The candlelight flickering in the dark forest directs my thoughts toward heaven. I lift my cap, make the sign of the cross, and send a brief paryer to the Lord of heaven: may he grant that the flame of those many candles may not be my funeral candle. A sigh escapes almost everyone’s chest. The eyes of the older ones fill with tears, they are probably thinking of their children, their families. What will become of them if they don’t go home? Who will take care of them?... The many candles light up the figure of the Savior, and he seems to promise: He will be their Father instead of their father... One more glance at the crucifix, and I step into the communication trench. Everyone has become silent, all are absorbed only with themselves. Listlessly we drag ourselves forward in the water that reaches way above the knees.
Walking in the thin, clayey mud is exhausting, the boots stick. As we keep stopping, I feel that I’m cold. I am wet and muddy up to my ears. Several times we get lost, then return to the nearest fork to look for the head of the battalion. We just stop again, when I hear some kind of whizzing – it’s not a gunshot, that I already know – and then there is a horrific crack, after which the air contrinues to whiz for a long time. My heart is in my throat all of a sudden, it almost stops beating, so that afterwards it starts to tick even more crazily...It was only a mine. Even more came by the time we reached the front line.
The communication trench had been drenched in several places, it had collapsed and we had to go on the open terrain, constantly lit up. Bullets whistle from every direction: it is useless to seek cover.

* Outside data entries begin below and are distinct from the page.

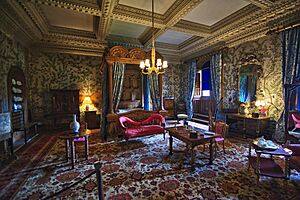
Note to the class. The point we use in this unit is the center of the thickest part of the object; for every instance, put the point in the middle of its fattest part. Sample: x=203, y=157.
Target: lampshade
x=87, y=100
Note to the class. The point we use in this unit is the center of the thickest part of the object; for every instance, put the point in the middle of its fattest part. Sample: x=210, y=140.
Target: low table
x=183, y=135
x=264, y=166
x=71, y=137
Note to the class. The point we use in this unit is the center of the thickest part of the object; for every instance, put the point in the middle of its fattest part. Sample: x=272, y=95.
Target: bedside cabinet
x=92, y=119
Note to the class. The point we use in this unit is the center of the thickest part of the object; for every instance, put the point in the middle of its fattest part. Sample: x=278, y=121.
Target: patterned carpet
x=142, y=170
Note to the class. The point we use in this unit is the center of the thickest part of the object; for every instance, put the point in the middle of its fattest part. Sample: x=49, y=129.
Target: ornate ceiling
x=183, y=28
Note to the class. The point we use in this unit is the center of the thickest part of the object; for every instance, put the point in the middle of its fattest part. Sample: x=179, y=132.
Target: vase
x=74, y=125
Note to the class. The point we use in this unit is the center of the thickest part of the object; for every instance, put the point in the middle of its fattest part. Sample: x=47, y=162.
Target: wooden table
x=258, y=123
x=183, y=135
x=71, y=137
x=264, y=166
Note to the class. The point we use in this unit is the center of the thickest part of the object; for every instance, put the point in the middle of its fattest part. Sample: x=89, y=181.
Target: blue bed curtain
x=252, y=79
x=146, y=89
x=215, y=73
x=191, y=88
x=243, y=88
x=103, y=132
x=154, y=91
x=290, y=70
x=118, y=79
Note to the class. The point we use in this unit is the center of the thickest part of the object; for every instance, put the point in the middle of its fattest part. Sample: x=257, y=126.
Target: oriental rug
x=143, y=169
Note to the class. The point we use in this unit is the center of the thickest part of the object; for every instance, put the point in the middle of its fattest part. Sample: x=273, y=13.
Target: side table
x=264, y=166
x=70, y=138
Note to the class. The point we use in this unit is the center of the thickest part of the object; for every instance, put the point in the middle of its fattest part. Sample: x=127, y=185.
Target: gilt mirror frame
x=250, y=65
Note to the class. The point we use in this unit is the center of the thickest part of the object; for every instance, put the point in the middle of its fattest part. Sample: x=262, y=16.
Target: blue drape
x=243, y=88
x=215, y=73
x=290, y=67
x=118, y=79
x=252, y=79
x=191, y=88
x=146, y=92
x=103, y=133
x=154, y=91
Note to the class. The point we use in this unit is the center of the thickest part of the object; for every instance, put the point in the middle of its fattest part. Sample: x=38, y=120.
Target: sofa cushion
x=144, y=131
x=295, y=162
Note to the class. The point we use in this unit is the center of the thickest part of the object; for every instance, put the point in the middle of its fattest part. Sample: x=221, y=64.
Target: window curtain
x=146, y=90
x=191, y=87
x=290, y=68
x=154, y=91
x=243, y=88
x=103, y=132
x=215, y=73
x=118, y=79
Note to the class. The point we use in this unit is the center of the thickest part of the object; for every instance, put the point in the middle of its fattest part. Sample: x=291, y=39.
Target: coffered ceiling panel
x=67, y=18
x=126, y=29
x=160, y=6
x=210, y=12
x=173, y=37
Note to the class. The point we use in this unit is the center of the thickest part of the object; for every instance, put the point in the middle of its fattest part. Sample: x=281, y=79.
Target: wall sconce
x=87, y=102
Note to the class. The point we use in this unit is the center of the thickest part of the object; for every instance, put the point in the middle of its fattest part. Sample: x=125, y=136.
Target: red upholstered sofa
x=151, y=126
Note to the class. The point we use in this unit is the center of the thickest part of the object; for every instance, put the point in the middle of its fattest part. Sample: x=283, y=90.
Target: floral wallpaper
x=62, y=71
x=11, y=54
x=268, y=52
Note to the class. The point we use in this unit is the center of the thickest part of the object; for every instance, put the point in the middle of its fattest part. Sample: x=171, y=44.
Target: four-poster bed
x=120, y=54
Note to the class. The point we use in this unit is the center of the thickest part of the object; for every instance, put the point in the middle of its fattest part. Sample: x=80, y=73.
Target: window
x=203, y=85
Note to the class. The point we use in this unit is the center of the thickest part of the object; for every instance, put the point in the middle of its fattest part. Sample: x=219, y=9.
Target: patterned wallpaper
x=268, y=52
x=62, y=71
x=11, y=54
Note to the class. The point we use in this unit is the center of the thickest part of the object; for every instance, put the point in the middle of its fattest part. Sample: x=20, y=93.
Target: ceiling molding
x=178, y=10
x=105, y=20
x=70, y=44
x=254, y=23
x=71, y=32
x=192, y=28
x=137, y=16
x=236, y=16
x=261, y=3
x=37, y=16
x=70, y=5
x=18, y=21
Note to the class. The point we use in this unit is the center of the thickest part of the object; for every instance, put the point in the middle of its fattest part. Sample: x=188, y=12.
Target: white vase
x=74, y=125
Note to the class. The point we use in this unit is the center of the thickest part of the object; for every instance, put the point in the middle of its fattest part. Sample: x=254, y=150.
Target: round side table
x=70, y=138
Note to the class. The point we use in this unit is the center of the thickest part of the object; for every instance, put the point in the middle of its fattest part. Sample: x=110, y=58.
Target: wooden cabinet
x=92, y=119
x=16, y=90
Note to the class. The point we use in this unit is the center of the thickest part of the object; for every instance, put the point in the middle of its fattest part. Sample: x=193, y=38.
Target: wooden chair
x=221, y=129
x=18, y=124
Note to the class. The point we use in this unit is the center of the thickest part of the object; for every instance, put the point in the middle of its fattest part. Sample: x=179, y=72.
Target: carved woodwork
x=122, y=55
x=132, y=88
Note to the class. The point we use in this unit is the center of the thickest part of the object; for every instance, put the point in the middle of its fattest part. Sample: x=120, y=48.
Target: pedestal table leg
x=211, y=151
x=67, y=149
x=86, y=148
x=171, y=145
x=72, y=153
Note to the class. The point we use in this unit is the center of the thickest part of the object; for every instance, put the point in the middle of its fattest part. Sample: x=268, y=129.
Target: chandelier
x=155, y=66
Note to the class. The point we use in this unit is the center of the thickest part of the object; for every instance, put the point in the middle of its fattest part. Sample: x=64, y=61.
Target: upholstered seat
x=150, y=126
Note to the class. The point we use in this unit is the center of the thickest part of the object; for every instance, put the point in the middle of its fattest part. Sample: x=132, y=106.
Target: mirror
x=249, y=74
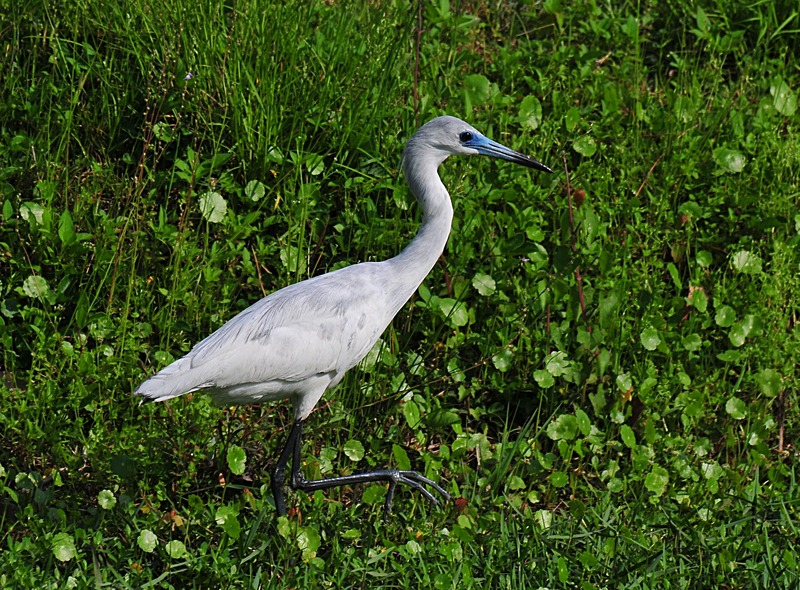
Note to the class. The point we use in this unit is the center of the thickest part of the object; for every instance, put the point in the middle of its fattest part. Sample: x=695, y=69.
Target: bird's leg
x=299, y=482
x=279, y=472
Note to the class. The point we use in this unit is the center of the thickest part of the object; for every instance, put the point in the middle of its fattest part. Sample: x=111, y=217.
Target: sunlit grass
x=605, y=379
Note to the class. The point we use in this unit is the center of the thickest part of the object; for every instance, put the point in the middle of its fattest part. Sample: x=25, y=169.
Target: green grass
x=602, y=369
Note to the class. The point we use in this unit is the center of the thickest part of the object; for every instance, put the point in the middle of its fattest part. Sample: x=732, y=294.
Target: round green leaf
x=783, y=97
x=36, y=287
x=559, y=479
x=175, y=549
x=725, y=316
x=746, y=262
x=213, y=206
x=237, y=459
x=657, y=480
x=530, y=113
x=484, y=284
x=704, y=258
x=769, y=382
x=585, y=146
x=628, y=436
x=227, y=518
x=543, y=378
x=650, y=338
x=729, y=160
x=564, y=427
x=106, y=500
x=354, y=450
x=736, y=408
x=147, y=541
x=255, y=190
x=502, y=360
x=63, y=546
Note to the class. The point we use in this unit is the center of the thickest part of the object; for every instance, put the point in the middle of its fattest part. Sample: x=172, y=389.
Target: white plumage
x=299, y=341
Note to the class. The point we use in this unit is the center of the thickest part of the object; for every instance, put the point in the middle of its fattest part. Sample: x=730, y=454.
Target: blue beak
x=486, y=147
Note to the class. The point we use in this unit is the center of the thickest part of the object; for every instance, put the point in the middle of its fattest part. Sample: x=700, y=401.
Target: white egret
x=298, y=342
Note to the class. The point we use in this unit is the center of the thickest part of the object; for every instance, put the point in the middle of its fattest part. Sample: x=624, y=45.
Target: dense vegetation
x=602, y=369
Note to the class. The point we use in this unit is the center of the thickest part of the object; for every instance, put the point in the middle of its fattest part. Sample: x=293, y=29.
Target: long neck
x=413, y=264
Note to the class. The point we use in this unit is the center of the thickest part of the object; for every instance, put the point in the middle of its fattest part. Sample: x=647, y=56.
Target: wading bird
x=298, y=342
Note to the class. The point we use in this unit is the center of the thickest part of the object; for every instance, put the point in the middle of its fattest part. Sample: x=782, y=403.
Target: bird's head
x=446, y=136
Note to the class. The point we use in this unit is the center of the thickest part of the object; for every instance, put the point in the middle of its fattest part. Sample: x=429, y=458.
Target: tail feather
x=172, y=381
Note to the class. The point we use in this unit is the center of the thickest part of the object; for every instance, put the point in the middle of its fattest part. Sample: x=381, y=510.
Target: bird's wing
x=322, y=325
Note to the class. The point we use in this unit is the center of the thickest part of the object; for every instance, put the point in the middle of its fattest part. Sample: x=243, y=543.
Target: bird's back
x=300, y=339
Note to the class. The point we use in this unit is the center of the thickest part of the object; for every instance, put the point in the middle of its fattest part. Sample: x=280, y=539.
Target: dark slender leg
x=279, y=472
x=298, y=482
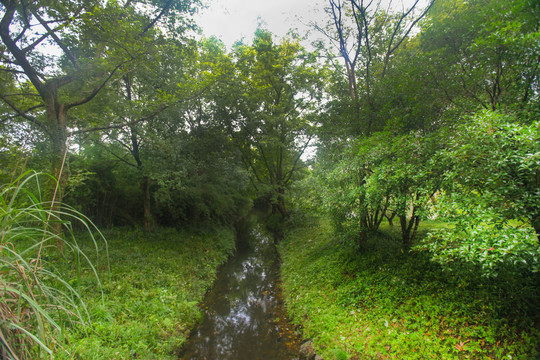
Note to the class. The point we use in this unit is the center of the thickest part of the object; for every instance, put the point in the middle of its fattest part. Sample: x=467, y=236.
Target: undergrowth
x=380, y=302
x=151, y=294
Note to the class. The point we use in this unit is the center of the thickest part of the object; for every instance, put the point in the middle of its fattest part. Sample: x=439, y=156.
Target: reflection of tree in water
x=241, y=308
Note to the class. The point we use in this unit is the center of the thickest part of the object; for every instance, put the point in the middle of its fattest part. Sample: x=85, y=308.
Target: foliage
x=492, y=195
x=151, y=293
x=36, y=299
x=278, y=87
x=386, y=303
x=382, y=175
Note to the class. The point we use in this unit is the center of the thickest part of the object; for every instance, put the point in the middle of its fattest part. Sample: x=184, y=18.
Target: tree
x=367, y=38
x=96, y=41
x=277, y=89
x=484, y=54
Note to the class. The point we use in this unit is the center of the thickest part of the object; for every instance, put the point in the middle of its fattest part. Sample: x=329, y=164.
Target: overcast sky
x=232, y=20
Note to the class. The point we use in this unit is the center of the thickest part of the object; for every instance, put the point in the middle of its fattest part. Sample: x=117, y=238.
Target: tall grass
x=36, y=301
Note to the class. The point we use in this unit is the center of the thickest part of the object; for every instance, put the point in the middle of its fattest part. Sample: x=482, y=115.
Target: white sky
x=232, y=20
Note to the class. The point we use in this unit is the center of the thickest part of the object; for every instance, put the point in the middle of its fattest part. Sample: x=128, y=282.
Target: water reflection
x=243, y=317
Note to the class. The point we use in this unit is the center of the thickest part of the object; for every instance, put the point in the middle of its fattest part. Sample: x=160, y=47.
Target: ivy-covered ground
x=151, y=294
x=380, y=302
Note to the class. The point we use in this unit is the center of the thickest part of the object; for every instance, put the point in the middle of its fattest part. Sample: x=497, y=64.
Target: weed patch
x=151, y=294
x=380, y=302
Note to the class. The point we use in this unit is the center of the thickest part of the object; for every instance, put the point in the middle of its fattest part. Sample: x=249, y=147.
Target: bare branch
x=24, y=114
x=56, y=39
x=19, y=55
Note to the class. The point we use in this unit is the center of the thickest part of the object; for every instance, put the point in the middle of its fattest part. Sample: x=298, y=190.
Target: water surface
x=243, y=313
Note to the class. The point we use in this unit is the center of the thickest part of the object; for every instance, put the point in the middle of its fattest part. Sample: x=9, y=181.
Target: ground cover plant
x=36, y=300
x=150, y=295
x=380, y=302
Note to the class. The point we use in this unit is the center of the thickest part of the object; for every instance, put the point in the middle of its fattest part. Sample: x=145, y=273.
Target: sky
x=232, y=20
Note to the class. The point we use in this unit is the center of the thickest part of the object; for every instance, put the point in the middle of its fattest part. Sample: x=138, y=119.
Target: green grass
x=150, y=296
x=380, y=302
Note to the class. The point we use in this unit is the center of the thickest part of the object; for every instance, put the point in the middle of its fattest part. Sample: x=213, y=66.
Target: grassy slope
x=382, y=303
x=150, y=295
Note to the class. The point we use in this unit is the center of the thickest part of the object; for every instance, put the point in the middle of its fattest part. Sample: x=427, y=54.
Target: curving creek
x=243, y=313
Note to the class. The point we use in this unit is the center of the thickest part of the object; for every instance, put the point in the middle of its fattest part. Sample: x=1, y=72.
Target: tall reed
x=36, y=300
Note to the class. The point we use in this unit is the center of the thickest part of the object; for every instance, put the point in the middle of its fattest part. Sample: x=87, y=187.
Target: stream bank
x=243, y=313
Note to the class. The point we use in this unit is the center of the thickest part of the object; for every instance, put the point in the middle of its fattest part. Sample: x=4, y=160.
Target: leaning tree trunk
x=56, y=121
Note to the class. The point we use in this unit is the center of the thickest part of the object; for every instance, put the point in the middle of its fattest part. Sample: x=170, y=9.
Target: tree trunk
x=57, y=116
x=536, y=225
x=148, y=219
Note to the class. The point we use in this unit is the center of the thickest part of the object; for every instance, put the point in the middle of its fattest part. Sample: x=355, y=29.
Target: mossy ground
x=151, y=294
x=380, y=302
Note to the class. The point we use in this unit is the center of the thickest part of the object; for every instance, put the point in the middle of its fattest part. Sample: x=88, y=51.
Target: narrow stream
x=243, y=313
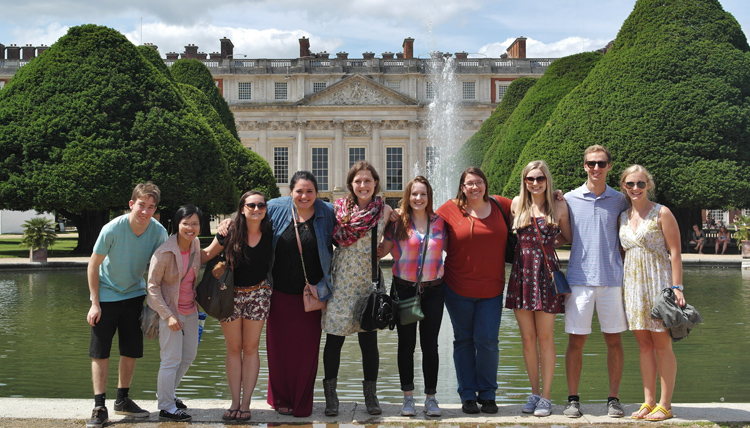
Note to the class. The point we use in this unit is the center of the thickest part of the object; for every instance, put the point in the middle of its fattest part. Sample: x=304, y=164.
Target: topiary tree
x=673, y=94
x=88, y=119
x=474, y=151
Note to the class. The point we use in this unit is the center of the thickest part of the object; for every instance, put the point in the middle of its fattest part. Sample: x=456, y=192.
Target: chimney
x=191, y=51
x=14, y=52
x=518, y=48
x=29, y=52
x=304, y=47
x=408, y=48
x=227, y=48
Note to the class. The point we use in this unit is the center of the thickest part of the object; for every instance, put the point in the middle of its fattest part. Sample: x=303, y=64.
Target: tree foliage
x=673, y=94
x=88, y=119
x=194, y=72
x=472, y=153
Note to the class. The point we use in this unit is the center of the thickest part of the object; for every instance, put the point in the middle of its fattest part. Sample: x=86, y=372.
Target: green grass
x=9, y=246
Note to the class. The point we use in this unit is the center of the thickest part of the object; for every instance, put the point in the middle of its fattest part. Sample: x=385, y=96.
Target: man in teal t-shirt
x=115, y=276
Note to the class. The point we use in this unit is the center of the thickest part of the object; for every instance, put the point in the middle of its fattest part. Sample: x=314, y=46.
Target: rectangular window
x=320, y=167
x=432, y=156
x=469, y=90
x=319, y=86
x=394, y=168
x=356, y=154
x=279, y=91
x=281, y=164
x=245, y=90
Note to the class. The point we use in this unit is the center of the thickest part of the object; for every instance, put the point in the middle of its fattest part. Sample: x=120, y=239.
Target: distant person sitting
x=722, y=239
x=697, y=238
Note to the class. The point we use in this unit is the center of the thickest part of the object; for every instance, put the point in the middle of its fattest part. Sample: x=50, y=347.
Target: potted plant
x=742, y=235
x=38, y=235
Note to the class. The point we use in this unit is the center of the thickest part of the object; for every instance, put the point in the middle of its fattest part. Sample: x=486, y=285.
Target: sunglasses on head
x=591, y=164
x=540, y=179
x=640, y=184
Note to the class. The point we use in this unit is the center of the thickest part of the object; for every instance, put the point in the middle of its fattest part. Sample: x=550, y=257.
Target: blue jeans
x=476, y=324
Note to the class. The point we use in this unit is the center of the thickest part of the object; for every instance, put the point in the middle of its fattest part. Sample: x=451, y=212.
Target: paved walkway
x=19, y=409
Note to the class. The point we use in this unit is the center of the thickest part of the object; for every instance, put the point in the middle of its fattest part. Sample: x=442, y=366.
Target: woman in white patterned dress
x=351, y=277
x=651, y=239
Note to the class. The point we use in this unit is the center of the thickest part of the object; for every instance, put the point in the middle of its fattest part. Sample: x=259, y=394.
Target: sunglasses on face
x=540, y=179
x=252, y=205
x=640, y=184
x=591, y=164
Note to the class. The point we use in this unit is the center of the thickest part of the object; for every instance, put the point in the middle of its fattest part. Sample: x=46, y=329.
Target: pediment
x=357, y=90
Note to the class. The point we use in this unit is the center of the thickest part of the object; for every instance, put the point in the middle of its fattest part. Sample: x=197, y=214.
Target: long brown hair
x=237, y=236
x=351, y=198
x=403, y=228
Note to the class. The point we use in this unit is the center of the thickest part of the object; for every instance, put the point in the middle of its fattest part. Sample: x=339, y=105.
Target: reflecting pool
x=44, y=341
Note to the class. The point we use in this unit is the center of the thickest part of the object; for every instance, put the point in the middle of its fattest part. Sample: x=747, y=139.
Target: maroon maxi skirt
x=292, y=345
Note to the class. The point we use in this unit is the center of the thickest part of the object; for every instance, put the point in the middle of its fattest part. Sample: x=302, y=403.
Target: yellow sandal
x=637, y=415
x=659, y=409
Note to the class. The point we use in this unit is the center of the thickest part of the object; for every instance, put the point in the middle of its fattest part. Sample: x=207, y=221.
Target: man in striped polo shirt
x=595, y=276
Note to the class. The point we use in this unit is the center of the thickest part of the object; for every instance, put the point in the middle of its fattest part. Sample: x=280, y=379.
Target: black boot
x=371, y=400
x=332, y=399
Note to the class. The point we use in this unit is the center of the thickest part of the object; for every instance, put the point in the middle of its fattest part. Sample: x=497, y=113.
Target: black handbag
x=380, y=310
x=512, y=240
x=215, y=292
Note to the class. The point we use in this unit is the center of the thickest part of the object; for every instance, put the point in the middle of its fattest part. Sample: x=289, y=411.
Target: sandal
x=653, y=416
x=230, y=414
x=638, y=415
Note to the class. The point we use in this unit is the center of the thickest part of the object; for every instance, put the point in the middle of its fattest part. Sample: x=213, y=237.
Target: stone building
x=323, y=113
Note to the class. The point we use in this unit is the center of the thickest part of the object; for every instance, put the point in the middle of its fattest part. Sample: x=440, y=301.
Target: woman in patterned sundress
x=651, y=239
x=351, y=277
x=536, y=213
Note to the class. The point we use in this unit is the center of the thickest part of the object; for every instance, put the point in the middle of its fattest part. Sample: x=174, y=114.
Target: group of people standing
x=275, y=248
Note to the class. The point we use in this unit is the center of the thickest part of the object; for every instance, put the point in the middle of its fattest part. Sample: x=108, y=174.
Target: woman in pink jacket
x=172, y=278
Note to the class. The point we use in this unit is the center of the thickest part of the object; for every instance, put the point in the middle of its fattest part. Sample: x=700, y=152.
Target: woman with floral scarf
x=351, y=276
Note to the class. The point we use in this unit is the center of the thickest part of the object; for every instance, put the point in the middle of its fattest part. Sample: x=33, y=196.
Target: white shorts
x=580, y=304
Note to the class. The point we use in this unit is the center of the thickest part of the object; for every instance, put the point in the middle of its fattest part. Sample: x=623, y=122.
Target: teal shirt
x=127, y=257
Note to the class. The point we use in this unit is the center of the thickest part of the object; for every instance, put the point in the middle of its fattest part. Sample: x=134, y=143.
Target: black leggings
x=368, y=343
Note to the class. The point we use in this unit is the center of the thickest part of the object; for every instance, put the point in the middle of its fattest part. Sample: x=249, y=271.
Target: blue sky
x=271, y=28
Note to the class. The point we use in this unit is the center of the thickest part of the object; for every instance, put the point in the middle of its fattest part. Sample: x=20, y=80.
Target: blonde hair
x=650, y=193
x=524, y=215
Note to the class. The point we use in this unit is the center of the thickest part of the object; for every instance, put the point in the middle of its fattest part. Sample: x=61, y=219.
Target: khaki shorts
x=580, y=304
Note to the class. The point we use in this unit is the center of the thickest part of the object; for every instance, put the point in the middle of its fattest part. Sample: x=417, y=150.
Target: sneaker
x=614, y=409
x=543, y=407
x=98, y=417
x=573, y=409
x=530, y=403
x=470, y=407
x=407, y=408
x=431, y=407
x=128, y=407
x=178, y=416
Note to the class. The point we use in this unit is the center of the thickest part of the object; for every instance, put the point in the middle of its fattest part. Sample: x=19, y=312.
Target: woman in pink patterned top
x=406, y=240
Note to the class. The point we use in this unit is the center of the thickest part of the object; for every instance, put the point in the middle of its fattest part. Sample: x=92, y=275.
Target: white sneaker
x=543, y=408
x=530, y=405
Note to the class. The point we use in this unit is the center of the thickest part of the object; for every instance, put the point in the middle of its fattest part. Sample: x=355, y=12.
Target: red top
x=475, y=264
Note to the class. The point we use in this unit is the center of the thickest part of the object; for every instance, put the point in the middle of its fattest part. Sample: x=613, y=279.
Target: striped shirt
x=407, y=255
x=594, y=220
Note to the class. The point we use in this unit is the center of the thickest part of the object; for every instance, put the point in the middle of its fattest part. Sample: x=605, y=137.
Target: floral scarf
x=360, y=221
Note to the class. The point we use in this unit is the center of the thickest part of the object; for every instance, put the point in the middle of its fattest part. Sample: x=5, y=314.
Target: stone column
x=339, y=165
x=301, y=147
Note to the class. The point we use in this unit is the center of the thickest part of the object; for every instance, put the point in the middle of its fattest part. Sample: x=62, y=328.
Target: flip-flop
x=659, y=409
x=637, y=415
x=230, y=414
x=241, y=415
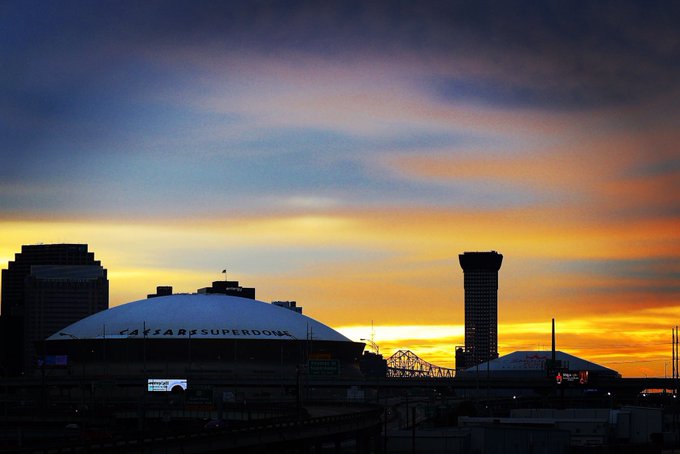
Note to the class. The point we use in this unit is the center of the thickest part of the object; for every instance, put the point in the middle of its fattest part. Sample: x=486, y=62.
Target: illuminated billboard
x=166, y=384
x=580, y=377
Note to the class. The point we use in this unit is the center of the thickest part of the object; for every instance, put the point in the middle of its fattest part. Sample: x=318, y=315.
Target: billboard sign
x=166, y=384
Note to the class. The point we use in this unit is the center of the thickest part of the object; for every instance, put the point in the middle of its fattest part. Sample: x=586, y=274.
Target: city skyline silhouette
x=342, y=155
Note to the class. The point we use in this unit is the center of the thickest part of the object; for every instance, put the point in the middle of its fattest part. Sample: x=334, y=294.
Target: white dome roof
x=199, y=316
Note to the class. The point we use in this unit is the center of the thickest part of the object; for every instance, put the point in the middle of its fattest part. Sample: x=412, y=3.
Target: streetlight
x=373, y=345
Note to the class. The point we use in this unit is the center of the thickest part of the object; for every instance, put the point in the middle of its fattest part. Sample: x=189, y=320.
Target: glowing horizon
x=344, y=154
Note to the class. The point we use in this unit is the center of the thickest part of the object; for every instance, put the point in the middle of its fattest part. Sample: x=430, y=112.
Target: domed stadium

After a very long time we reach the front line. In those days some parts of the trenches were covered with shrapnel awning. These sections were unusually dark. Several times I bump my head on a beam, so that I’m almost dizzy. These covered parts of the trench serve as living quarters for the rank and file. In some places fire blinks in holes cut into the wall, spreading smoke that stings the eyes. The smoke is choking, but the warmth still feels good to the soaked men. Steam rises from the clothing of the soldiers lying next to the fire as they dry. The vibrating human shadow cast on the wall by the glimmering embers is something frightening, ghostlike. Unwittingly, the fantastic witches’ kitchen of children’s fairytales comes to mind.
At intervals, I get goosebumps as a I pass by a mine thrower, a flame thrower or the entrance to a communication trench leading to a crater ...
... I still take over the section of trench marked out for me, assign the posts, and then thoroughly exhausted, lie down in a drier hole, in an „officer’s accommodation”.